A água que escorre farta na maior bacia hidrográfica do mundo cruza montanhas, sem enxergar fronteiras. Uma imensidão chamada de Cordilheira dos Andes está relacionada à chuva que despenca sobre a Amazônia.
A ciência estuda agora o ciclo que a natureza há milênios repete: todas as massas de ar que vêm da Amazônia baixa do Brasil e Peru são as que chocam com os Andes e provocam grandes quantidades de chuva.
Um processo sincronizado sustenta um ciclo hidrológico essencial, responsável por um quinto da água doce do planeta. Tão antigo, tão necessário e tão ameaçado. O topo da cordilheira já não é tão branco como no passado.
O Chile tem uma das maiores reservas de água doce do mundo fora dos polos norte e sul. Uma riqueza que desafia a gravidade, congelada no alto das montanhas. Porém, as abundantes geleiras, fonte desse tesouro guardado pela natureza, estão derretendo rapidamente, a olhos vistos.
Um desastre ecológico de proporções inimagináveis, como revela a foto de Adriano Gambarini, no destaque deste post.
Qualquer alteração ambiental já afeta as populações e a sobrevivência de gente, bicho e planta na região, um dilema econômico e político para o governo de um dos países mais ricos e desenvolvidos da América Latina.
Além da cordilheira que preserva a água, o Chile é reconhecido por abrigar o deserto mais árido do planeta. O calor que assola o Atacama agrava a seca em todo o território. A reserva gelada construída ao longo de milhares de anos tem recuado, em média, um metro por ano.
O alerta dos pesquisadores é assombroso: em menos de 20 anos, algumas geleiras serão riscadas do mapa. Mais de 7 milhões de pessoas que moram na região metropolitana da capital Santiago dependem das geleiras para a maior parte de seu abastecimento.
A pecuária e a agricultura sofrem na mesma proporção.
E como se já não fosse grave o bastante, o Chile é o único país do mundo que tem 90% de sua água privatizada. A fonte da vida, declarada direito fundamental pela Organização das Nações Unidas, por lá não é direito. É bem.

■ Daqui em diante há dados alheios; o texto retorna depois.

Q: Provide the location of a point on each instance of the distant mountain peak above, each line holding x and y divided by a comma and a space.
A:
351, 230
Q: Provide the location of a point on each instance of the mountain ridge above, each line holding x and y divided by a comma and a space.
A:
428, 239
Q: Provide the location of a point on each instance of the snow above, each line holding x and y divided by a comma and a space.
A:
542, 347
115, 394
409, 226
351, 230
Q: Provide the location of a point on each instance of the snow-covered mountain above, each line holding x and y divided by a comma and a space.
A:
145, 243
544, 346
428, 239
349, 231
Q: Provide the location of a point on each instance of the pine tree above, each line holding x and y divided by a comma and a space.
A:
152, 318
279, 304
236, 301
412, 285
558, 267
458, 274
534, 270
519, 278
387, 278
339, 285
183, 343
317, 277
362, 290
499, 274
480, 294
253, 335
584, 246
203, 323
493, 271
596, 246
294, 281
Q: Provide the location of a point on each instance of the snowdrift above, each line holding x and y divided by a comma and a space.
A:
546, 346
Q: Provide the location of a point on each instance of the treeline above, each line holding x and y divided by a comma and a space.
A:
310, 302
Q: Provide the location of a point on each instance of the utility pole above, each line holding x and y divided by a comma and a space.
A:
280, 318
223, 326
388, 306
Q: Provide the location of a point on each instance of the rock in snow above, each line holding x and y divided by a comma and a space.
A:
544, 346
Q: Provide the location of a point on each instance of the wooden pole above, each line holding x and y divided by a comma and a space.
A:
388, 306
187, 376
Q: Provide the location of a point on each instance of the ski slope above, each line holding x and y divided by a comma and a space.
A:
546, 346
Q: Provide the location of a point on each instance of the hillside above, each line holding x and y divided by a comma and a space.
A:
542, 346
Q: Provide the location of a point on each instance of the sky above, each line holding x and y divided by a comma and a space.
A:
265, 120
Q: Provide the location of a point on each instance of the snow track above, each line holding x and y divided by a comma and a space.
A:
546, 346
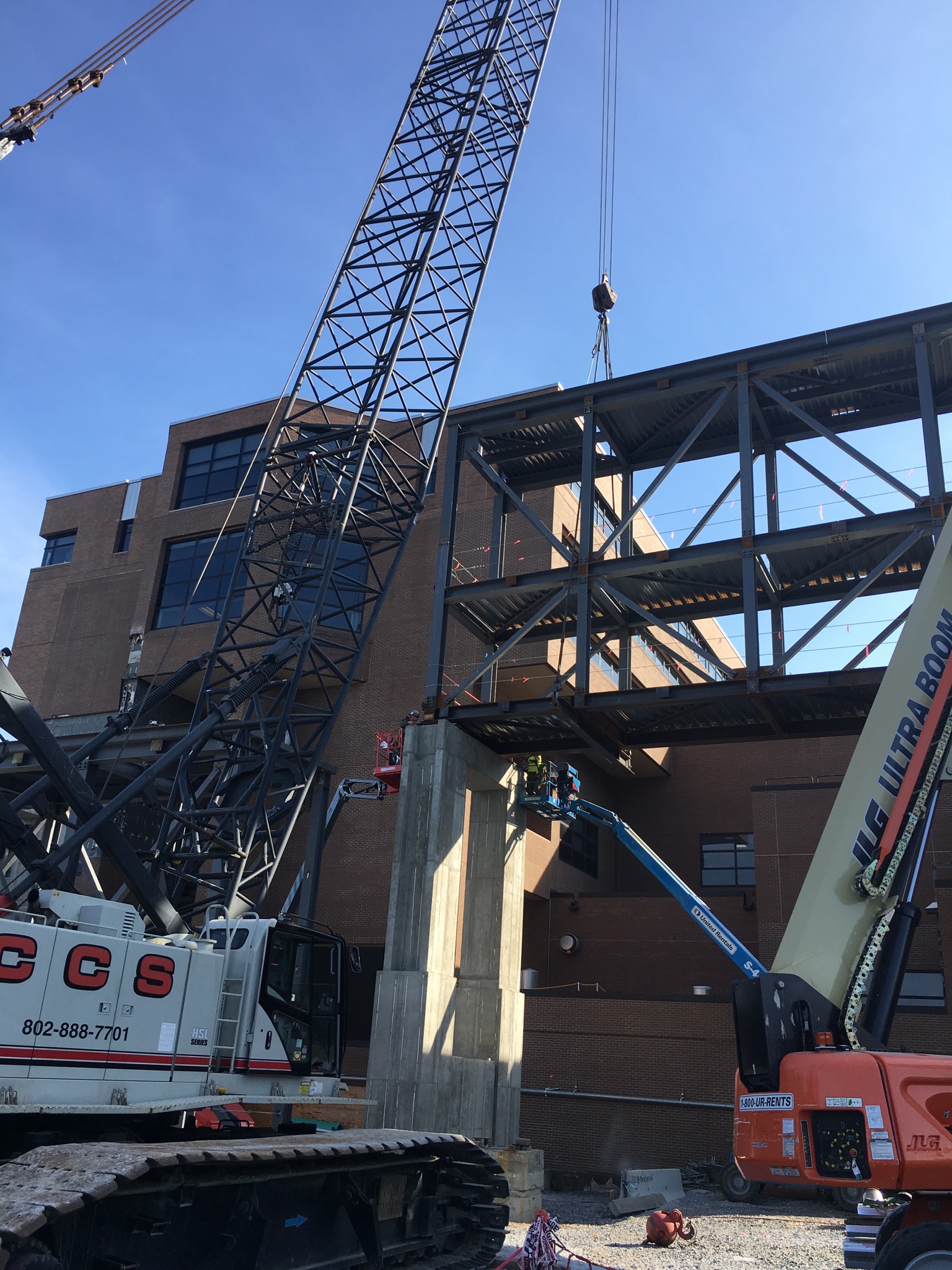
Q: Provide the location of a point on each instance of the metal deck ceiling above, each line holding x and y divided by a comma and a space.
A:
814, 564
850, 379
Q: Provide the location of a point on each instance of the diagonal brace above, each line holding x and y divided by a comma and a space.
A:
672, 463
863, 585
826, 481
875, 643
500, 487
491, 658
712, 510
837, 441
669, 630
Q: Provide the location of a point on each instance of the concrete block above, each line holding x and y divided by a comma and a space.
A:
523, 1166
638, 1183
523, 1206
446, 1048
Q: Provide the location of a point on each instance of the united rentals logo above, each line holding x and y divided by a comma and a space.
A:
765, 1103
924, 1142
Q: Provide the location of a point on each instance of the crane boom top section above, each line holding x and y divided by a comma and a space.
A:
356, 447
832, 920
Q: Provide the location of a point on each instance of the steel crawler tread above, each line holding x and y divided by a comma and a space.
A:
380, 1198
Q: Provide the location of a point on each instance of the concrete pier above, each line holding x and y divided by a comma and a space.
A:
446, 1048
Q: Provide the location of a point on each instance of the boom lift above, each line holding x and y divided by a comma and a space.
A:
819, 1098
552, 790
121, 1019
22, 121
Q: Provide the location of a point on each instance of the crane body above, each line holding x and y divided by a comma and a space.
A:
819, 1096
552, 790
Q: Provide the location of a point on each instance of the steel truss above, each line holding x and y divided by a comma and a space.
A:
347, 470
753, 404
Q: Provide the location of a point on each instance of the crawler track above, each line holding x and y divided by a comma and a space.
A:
287, 1203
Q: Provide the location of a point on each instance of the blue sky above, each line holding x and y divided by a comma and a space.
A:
782, 168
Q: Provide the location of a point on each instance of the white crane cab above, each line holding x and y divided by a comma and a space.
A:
98, 1016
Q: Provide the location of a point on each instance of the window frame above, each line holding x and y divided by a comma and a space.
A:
240, 486
735, 842
123, 538
235, 536
50, 544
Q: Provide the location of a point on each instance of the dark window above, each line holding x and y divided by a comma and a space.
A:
728, 860
221, 468
343, 602
301, 993
182, 597
59, 548
123, 536
579, 846
359, 995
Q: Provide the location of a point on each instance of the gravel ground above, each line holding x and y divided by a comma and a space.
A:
776, 1233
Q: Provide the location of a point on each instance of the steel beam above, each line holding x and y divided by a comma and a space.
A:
524, 628
932, 443
587, 523
826, 481
701, 554
654, 620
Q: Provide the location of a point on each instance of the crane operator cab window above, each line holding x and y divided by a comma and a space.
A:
302, 997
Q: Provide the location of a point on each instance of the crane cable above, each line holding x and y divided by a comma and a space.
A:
23, 121
603, 298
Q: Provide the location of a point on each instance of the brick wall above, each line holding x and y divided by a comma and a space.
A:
672, 1049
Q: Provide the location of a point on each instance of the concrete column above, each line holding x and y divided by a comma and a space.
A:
446, 1053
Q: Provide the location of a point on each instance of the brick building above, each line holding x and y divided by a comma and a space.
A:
134, 579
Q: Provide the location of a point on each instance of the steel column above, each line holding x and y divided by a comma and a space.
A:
931, 430
746, 447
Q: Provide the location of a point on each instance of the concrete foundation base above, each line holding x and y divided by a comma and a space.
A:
446, 1047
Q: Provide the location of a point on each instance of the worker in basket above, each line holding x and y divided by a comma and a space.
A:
536, 775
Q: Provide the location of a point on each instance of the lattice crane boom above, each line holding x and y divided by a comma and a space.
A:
347, 469
22, 121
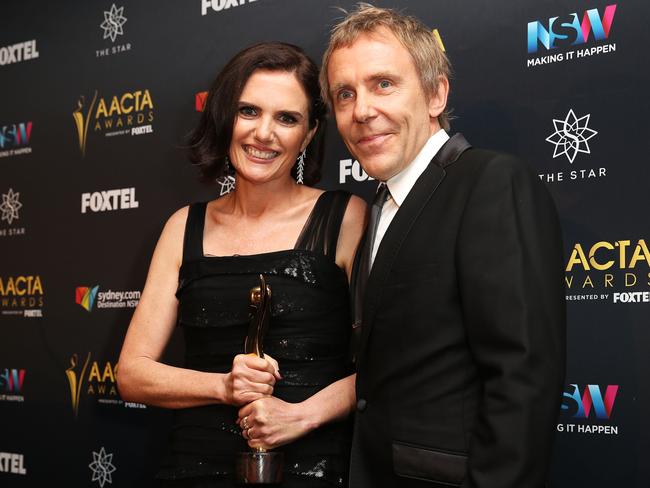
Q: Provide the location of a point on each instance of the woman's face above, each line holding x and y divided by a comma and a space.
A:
271, 126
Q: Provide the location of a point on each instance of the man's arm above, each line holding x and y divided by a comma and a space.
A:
511, 284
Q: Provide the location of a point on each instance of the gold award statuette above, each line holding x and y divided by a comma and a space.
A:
259, 466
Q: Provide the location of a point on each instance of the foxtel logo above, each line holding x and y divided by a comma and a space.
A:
101, 201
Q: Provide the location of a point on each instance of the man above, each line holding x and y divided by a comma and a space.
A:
461, 362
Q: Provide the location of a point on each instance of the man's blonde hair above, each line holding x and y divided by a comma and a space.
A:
428, 57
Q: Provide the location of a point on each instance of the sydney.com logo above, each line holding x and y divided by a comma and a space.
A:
89, 296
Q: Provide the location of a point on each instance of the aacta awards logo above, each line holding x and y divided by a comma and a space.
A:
11, 385
112, 29
129, 113
21, 295
96, 380
617, 271
592, 402
578, 31
93, 379
14, 139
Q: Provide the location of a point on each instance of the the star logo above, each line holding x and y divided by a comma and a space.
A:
113, 22
226, 184
10, 206
571, 136
102, 467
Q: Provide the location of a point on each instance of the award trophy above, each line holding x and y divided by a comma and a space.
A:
259, 466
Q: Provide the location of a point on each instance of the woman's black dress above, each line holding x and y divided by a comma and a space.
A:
309, 335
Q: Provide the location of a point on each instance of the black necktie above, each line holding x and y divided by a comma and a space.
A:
375, 214
362, 264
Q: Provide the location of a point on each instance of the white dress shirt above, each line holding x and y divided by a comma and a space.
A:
401, 184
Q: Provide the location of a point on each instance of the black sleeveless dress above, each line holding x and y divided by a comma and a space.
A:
309, 335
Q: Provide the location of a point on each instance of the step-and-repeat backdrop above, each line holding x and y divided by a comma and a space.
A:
96, 98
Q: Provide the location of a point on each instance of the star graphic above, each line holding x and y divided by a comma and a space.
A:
10, 206
571, 136
102, 467
113, 22
226, 184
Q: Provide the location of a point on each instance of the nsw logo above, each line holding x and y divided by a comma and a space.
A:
575, 32
581, 405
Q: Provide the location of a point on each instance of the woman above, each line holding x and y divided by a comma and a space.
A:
263, 122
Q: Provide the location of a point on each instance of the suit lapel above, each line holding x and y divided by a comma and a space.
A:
402, 223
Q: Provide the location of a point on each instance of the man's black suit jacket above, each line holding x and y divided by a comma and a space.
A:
460, 369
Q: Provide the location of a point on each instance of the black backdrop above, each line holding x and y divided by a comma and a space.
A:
62, 419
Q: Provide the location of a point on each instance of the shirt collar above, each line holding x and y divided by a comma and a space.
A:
400, 185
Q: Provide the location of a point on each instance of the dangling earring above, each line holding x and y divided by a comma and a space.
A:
227, 181
300, 168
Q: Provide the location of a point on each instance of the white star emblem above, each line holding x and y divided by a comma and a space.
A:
102, 467
571, 136
113, 22
10, 206
226, 184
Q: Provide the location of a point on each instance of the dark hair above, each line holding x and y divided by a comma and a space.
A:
209, 142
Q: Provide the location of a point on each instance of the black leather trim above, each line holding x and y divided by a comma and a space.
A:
428, 464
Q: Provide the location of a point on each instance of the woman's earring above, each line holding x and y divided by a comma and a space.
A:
300, 168
227, 181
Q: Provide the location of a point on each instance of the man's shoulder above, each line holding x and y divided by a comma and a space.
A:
493, 163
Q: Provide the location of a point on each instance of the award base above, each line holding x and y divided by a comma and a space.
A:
259, 467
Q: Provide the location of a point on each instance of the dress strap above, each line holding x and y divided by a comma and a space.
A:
193, 239
321, 231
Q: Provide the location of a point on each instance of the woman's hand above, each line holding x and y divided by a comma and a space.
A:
270, 422
250, 379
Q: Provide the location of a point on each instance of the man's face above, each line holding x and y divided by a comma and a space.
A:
381, 110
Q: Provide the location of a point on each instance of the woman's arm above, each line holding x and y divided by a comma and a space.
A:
141, 375
271, 422
352, 227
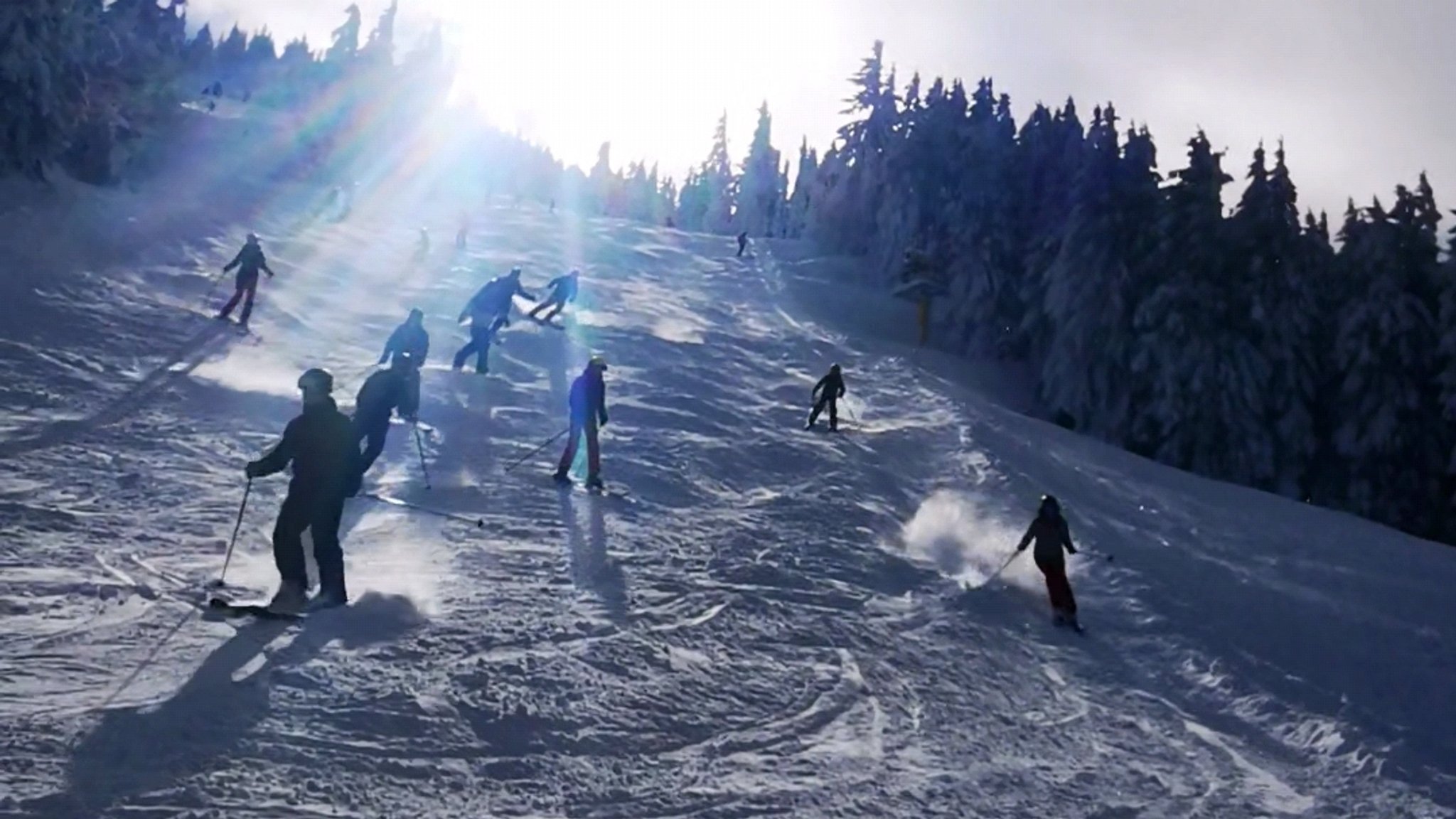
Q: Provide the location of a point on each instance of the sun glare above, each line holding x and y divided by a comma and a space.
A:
650, 76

O Código de Águas autoriza a compra e venda de recursos hídricos como qualquer mercadoria mediante transações financeiras, além da própria gestão do saneamento, desde a década de 1970.
Empresas internacionais reforçam a superexploração dos rios e lagos para comercializar com indústrias e residências. E as comunidades tradicionais, abrigadas pela natureza geração após geração, agora veem-se vítimas do ‘saque’ da água.
O cume da Cordilheira dos Andes já não é branco como antigamente. Culpa e prejuízo de todos nós.